I think some people are misunderstanding me slightly. I 100% agree that it is the parents responsibility for what the kids are allowed to watch and how they interpret it.

For reference, I grew up in a relatively “unsheltered” environment:

-TV kids played “cops and robbers” or “cowboys and indians”, my brother and I played “VC Ambush”.

-I could shoot a gun and drive a car before I was legally able to do either one.

-Since the age of 8 I have broken 11 bones, never any of my own and all without malicious intent.

-I have been hit by a go-kart.

-Oh yeah, we rode bikes without helmets too.

and to my knowledge, I’ve turned out normal.

That said, there has to be a balance struck somewhere. Yes, they should definitely grow up and learn about the real world, but they also need to socialize and play creatively like kids.

Yes, they can learn lessons about discipline, good sportsmanship, fitness, self-defense… but you don’t generally teach calculus to third graders and I’m of the mind that a four-year-old watching blood run out of Edwin Dewees’ head like a leaky faucet or watching Tim Silvia’s arm snap is needlessly exposing them to stuff they can neither understand nor use. I’m not trying to “shield” anyone, just trying to ascertain when it would be better for a child to go play rather than watch someone get choked into unconsciousness.

Thanks for the input.

[quote]otoko wrote:
I think watching mma is fine for kids. Over here families go watch shows live. In the end it is the parent’s responsibility to teach their children right and wrong. [/quote]

Do you notice a voluntary age cutoff? I would assume it would be a waste of money and effort to take a four or five-year-old to see a fight live.

[quote]lucasa wrote:
I think some people are misunderstanding me slightly. I 100% agree that it is the parents responsibility for what the kids are allowed to watch and how they interpret it.

For reference, I grew up in a relatively “unsheltered” environment:

-TV kids played “cops and robbers” or “cowboys and indians”, my brother and I played “VC Ambush”.

-I could shoot a gun and drive a car before I was legally able to do either one.

-Since the age of 8 I have broken 11 bones, never any of my own and all without malicious intent.

-I have been hit by a go-kart.

-Oh yeah, we rode bikes without helmets too.

and to my knowledge, I’ve turned out normal.
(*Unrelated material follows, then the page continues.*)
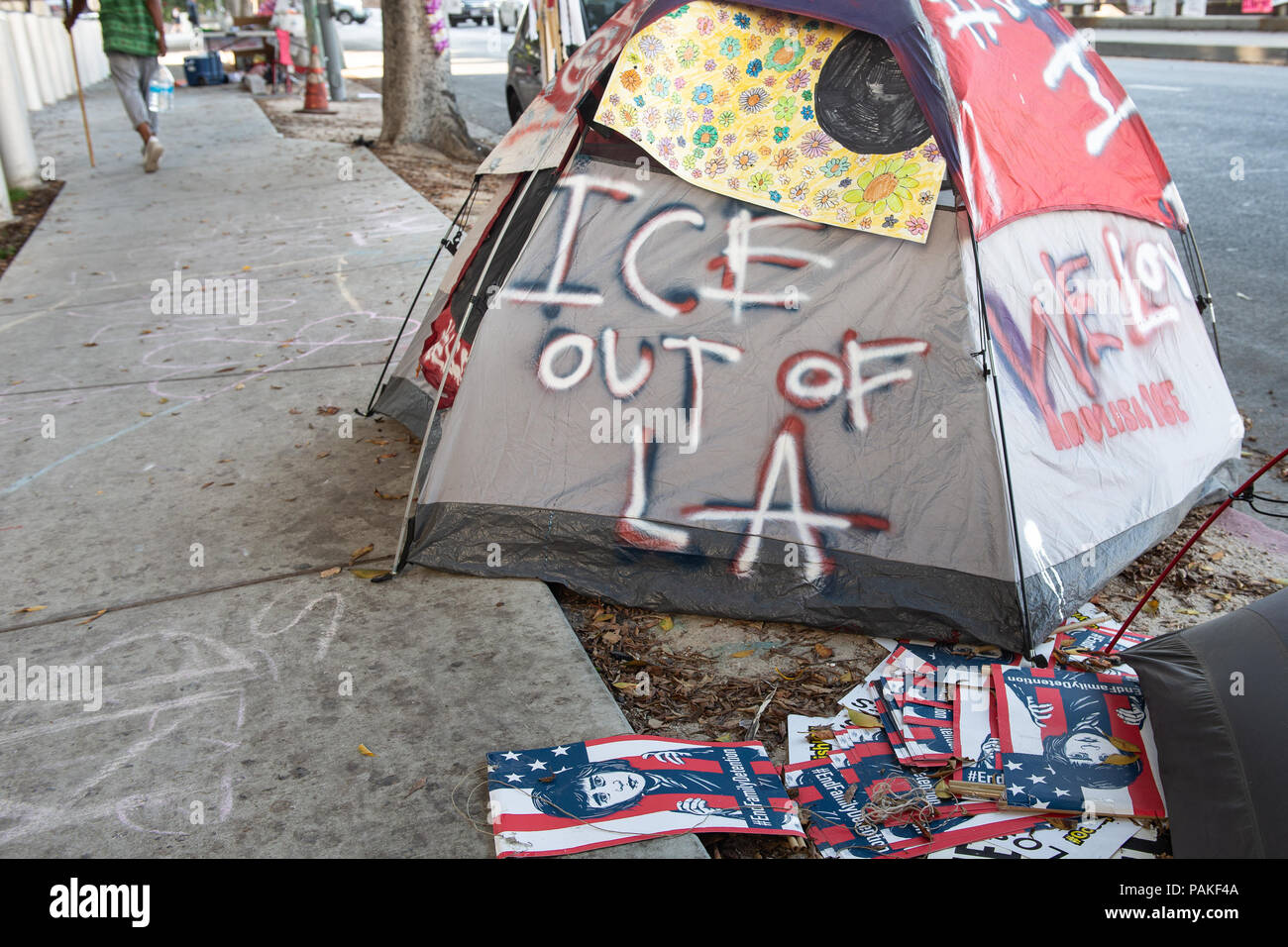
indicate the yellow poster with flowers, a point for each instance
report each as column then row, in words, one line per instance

That said, there has to be a balance struck somewhere. Yes, they should definitely grow up and learn about the real world, but they also need to socialize and play creatively like kids.

Yes, they can learn lessons about discipline, good sportsmanship, fitness, self-defense… but you don’t generally teach calculus to third graders and I’m of the mind that a four-year-old watching blood run out of Edwin Dewees’ head like a leaky faucet or watching Tim Silvia’s arm snap is needlessly exposing them to stuff they can neither understand nor use. I’m not trying to “shield” anyone, just trying to ascertain when it would be better for a child to go play rather than watch someone get choked into unconsciousness.
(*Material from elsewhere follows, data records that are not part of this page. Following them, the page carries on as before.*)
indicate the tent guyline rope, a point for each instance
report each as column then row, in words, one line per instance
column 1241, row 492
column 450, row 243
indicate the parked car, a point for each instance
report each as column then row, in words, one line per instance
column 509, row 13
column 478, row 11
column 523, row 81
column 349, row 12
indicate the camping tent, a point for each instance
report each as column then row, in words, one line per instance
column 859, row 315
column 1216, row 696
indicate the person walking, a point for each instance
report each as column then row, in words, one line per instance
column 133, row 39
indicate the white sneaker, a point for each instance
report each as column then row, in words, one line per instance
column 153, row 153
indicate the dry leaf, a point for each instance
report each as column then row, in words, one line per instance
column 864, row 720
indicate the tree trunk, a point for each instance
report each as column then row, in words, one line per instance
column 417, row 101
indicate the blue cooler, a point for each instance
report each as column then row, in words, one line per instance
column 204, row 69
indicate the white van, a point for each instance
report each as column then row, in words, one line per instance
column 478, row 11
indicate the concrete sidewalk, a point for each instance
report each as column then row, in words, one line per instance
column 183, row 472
Thanks for the input.[/quote]

I think if the kid starts showing a genuine interest in the sport that might be a good time. I was watching some UFC fights on youtube and my son walked up behind me and said “watcha’ watchin’?”. I told him it was MMA. He sat there and watched and was totally focused on the fight. When it was over he asked to watch another.
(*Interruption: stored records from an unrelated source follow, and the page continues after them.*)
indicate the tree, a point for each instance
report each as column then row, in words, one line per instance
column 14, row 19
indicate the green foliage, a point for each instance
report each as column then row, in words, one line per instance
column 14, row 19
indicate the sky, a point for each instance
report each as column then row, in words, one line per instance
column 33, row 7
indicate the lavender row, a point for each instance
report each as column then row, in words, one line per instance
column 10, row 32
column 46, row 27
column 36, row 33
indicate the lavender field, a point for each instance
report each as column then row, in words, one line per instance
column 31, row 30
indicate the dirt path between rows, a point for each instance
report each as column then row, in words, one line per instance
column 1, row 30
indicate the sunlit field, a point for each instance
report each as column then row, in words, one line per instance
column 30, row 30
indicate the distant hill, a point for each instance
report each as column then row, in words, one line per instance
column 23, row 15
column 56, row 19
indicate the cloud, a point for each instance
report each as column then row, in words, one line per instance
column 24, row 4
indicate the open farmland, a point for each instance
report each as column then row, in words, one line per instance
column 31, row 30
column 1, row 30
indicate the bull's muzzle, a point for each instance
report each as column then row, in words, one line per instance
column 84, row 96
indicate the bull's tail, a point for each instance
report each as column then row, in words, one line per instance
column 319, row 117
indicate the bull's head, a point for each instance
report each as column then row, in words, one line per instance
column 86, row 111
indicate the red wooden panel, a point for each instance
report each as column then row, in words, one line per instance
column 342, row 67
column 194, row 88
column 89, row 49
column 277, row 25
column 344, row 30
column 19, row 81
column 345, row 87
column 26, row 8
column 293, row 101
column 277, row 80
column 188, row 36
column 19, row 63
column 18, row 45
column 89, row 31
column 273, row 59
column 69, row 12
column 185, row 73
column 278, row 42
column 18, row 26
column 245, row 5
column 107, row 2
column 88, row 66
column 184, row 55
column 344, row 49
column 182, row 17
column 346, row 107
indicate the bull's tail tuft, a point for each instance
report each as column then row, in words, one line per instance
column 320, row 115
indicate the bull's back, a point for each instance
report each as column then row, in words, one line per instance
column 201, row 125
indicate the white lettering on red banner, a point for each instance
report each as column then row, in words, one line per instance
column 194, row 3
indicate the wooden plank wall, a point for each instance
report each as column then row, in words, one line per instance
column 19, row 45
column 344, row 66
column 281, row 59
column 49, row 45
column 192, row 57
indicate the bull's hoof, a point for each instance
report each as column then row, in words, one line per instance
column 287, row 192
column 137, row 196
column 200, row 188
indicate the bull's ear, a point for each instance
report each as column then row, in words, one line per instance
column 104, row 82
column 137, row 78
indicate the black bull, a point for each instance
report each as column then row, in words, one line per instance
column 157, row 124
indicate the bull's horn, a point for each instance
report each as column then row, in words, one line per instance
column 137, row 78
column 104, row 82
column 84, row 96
I made sure the fights weren’t ones where guys REALLY got hurt. However the PPV event over Christmas he watched was the one where Forrest Griffen got his head pounded in. That one looked pretty bad. My parents were watching it with us and were totally offended (their first MMA fight).

[quote]lucasa wrote:
otoko wrote:
I think watching mma is fine for kids. Over here families go watch shows live. In the end it is the parent’s responsibility to teach their children right and wrong.

Do you notice a voluntary age cutoff? I would assume it would be a waste of money and effort to take a four or five-year-old to see a fight live.[/quote]

I would say about 5 years old. That is also about the cut-off I see for kids doing submission wrestling, bjj and similar sports.